Gerhard Richter exhibition opened at the Pompidou Center in Paris Automatic translate
Gerhard Richter, one of the best-selling living artists in the world, presents an exhibition of his best works in Paris. The exposition, covering six decades of the author’s creative life, occupies the entire sixth floor of the Pompidou Center, and has 141 paintings.
A shortened version of the exhibition has already been presented in Berlin and London. The Paris version is complemented by masterpieces from the French National Archives. The entire series of exhibitions is dedicated to the 80th anniversary of the artist.

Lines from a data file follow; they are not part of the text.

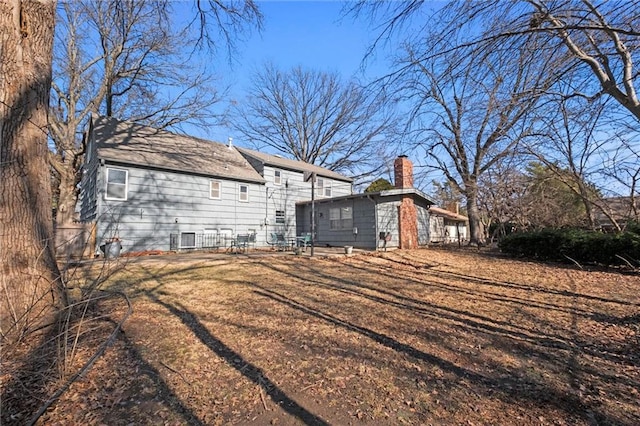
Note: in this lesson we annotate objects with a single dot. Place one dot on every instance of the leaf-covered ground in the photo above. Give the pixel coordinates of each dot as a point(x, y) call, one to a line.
point(404, 337)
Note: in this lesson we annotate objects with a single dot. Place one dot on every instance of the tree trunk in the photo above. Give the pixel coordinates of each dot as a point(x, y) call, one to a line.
point(67, 197)
point(476, 231)
point(30, 286)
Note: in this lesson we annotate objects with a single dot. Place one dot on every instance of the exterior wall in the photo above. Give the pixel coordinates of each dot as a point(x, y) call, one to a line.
point(284, 196)
point(160, 203)
point(447, 231)
point(363, 223)
point(423, 225)
point(371, 216)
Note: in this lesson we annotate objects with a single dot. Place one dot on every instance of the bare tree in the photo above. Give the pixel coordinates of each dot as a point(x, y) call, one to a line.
point(119, 58)
point(470, 113)
point(316, 117)
point(590, 48)
point(31, 289)
point(602, 39)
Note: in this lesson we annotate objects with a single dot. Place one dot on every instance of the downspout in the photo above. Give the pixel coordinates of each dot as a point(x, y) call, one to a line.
point(375, 216)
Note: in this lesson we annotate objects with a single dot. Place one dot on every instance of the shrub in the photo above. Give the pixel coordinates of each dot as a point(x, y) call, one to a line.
point(579, 245)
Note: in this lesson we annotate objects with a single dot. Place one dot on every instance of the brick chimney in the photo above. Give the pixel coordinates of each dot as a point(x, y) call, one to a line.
point(407, 214)
point(403, 172)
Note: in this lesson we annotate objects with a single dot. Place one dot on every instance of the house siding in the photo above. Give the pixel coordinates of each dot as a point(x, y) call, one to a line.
point(160, 203)
point(371, 216)
point(284, 196)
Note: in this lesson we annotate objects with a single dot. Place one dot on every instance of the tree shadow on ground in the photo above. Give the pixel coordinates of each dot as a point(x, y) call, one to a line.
point(235, 360)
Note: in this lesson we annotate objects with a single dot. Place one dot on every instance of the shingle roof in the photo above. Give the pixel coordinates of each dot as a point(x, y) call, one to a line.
point(140, 145)
point(286, 163)
point(437, 211)
point(388, 193)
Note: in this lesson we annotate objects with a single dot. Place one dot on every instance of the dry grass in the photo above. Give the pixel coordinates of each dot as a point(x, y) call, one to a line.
point(404, 337)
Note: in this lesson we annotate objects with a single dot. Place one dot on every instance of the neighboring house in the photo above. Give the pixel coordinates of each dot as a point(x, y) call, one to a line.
point(156, 190)
point(289, 182)
point(447, 226)
point(394, 218)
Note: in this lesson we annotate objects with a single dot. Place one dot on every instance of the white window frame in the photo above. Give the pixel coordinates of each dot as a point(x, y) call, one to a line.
point(107, 183)
point(211, 183)
point(244, 199)
point(319, 186)
point(182, 234)
point(340, 218)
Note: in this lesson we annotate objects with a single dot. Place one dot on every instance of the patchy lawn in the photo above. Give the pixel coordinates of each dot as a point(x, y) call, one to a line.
point(403, 337)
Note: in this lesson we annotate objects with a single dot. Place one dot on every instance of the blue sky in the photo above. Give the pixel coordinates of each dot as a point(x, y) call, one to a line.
point(308, 33)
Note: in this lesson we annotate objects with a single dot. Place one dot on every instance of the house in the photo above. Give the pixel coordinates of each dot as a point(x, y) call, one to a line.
point(447, 225)
point(397, 217)
point(156, 190)
point(289, 182)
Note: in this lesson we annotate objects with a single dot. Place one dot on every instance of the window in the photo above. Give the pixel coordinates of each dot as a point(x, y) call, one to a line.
point(319, 186)
point(323, 187)
point(214, 189)
point(117, 184)
point(188, 240)
point(243, 194)
point(340, 218)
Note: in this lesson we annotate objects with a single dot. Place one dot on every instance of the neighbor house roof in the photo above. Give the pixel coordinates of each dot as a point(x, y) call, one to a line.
point(286, 163)
point(136, 144)
point(437, 211)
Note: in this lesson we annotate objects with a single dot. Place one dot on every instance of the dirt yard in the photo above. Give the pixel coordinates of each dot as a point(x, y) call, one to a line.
point(404, 337)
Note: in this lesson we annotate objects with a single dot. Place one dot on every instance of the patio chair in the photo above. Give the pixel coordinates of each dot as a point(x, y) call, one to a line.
point(304, 241)
point(278, 241)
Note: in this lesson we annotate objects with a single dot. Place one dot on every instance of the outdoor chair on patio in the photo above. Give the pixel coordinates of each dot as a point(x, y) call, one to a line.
point(304, 241)
point(242, 243)
point(278, 241)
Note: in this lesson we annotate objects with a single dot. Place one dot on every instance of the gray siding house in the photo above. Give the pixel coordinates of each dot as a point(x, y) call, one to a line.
point(288, 182)
point(396, 218)
point(156, 190)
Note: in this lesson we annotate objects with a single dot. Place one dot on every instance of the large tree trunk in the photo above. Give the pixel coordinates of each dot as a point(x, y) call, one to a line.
point(476, 230)
point(30, 287)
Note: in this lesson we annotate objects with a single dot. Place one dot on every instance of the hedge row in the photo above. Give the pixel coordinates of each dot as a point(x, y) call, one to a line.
point(579, 245)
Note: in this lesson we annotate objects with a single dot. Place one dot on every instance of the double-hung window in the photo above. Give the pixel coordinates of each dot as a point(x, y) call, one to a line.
point(117, 180)
point(214, 189)
point(340, 218)
point(323, 187)
point(243, 193)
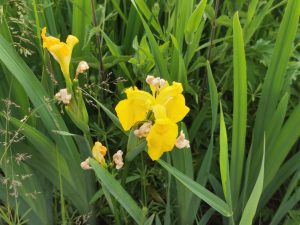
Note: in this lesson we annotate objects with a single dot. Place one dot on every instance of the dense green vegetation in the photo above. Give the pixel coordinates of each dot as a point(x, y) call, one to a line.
point(239, 64)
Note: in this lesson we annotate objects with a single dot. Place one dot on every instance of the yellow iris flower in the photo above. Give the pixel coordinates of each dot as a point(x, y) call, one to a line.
point(174, 102)
point(138, 103)
point(168, 106)
point(134, 108)
point(61, 51)
point(163, 134)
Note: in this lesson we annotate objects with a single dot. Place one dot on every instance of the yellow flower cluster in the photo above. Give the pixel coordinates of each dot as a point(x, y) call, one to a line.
point(61, 51)
point(164, 108)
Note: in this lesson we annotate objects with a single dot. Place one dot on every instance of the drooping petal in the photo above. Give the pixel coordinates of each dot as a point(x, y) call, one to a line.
point(161, 138)
point(134, 108)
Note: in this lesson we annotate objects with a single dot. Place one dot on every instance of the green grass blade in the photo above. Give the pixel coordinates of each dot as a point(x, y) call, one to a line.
point(160, 62)
point(116, 190)
point(239, 108)
point(286, 206)
point(115, 51)
point(284, 173)
point(143, 8)
point(272, 87)
point(252, 203)
point(201, 192)
point(81, 21)
point(288, 136)
point(182, 161)
point(224, 167)
point(251, 10)
point(194, 21)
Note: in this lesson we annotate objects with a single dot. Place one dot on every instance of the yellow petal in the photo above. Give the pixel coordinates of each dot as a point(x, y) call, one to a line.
point(48, 41)
point(135, 108)
point(159, 111)
point(174, 102)
point(61, 51)
point(124, 114)
point(161, 138)
point(71, 41)
point(168, 93)
point(99, 151)
point(176, 108)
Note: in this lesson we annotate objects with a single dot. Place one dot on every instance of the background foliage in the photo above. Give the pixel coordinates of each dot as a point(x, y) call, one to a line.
point(239, 63)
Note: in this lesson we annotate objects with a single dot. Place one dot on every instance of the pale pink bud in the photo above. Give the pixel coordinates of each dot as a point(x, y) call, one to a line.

Gerhard Richter, who survived the Second World War, is famous for his attacks on the Nazi past of Germany. His work Uncle Rudy is widely known, for the creation of which the artist dressed his uncle in Nazi uniforms, as well as the psychologically heavy portrait of Aunt Marianne, with little Richter in her arms, depicting a woman shortly before her death in fascist camps.
The exhibition also features the famous series of eight monochrome works made in gray. The gray color for the artist is the absence of anything. The paintings were painted during a period of personal and professional uncertainty. In contrast to the “gray” series, the cycle “Releasing Abstraction” shows bursts of flowers on large canvases made after 1980. “Glen” and “June” are works taken from the French archives.
A separate place at the exhibition is occupied by a series of works depicting the artist’s wife with a newborn child. “I painted my family so often because it really affects me myself,” Richter said in an interview at the opening of the exhibition.